But it’s the photo of a “zombie” fungus-infected fly that has been crowned the overall winner in the nature journal’s second annual contest.
The striking scene captured by Spanish photographer Roberto García-Roa, from the University of Valencia, was of the fruiting spores of a parasitic fungus erupting from the body of a fly in the Tambopata National Reserve, in Peru.
The image “depicts a conquest that has been shaped by thousands of years of evolution,” García-Roa said in a news release.

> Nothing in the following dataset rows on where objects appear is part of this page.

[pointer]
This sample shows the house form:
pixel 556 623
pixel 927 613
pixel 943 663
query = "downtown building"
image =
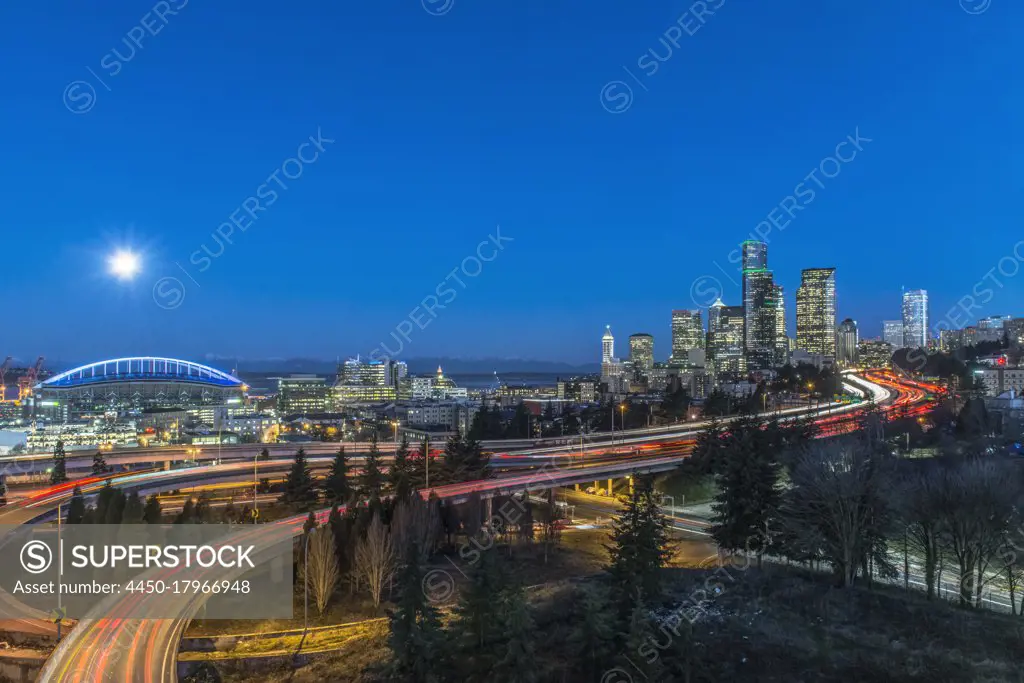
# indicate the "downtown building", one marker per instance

“The spores of the so-called ‘zombie’ fungus have infiltrated the exoskeleton and mind of the fly and compelled it to migrate to a location that is more favourable for the fungus’s growth,” he said. He added that the fruiting bodies of the fungus will later be jettisoned to infect more victims.
Christy Anna Hipsley, a senior editorial board member at the journal, and one of the competition’s judges, likened the image to something observed in “science-fiction.”
“It illustrates both life and death simultaneously as the death of the fly gives life to the fungus,” she said.
Winners and runners-up were also selected in four categories: relationships in nature, research in action, biodiversity under threat and life close up.
Among the winning images was US photographer Brandon André Güell’s picture of gliding treefrog embryos developing within their eggs in the Osa Peninsula, in Costa Rica, during an explosive breeding event following a rainstorm.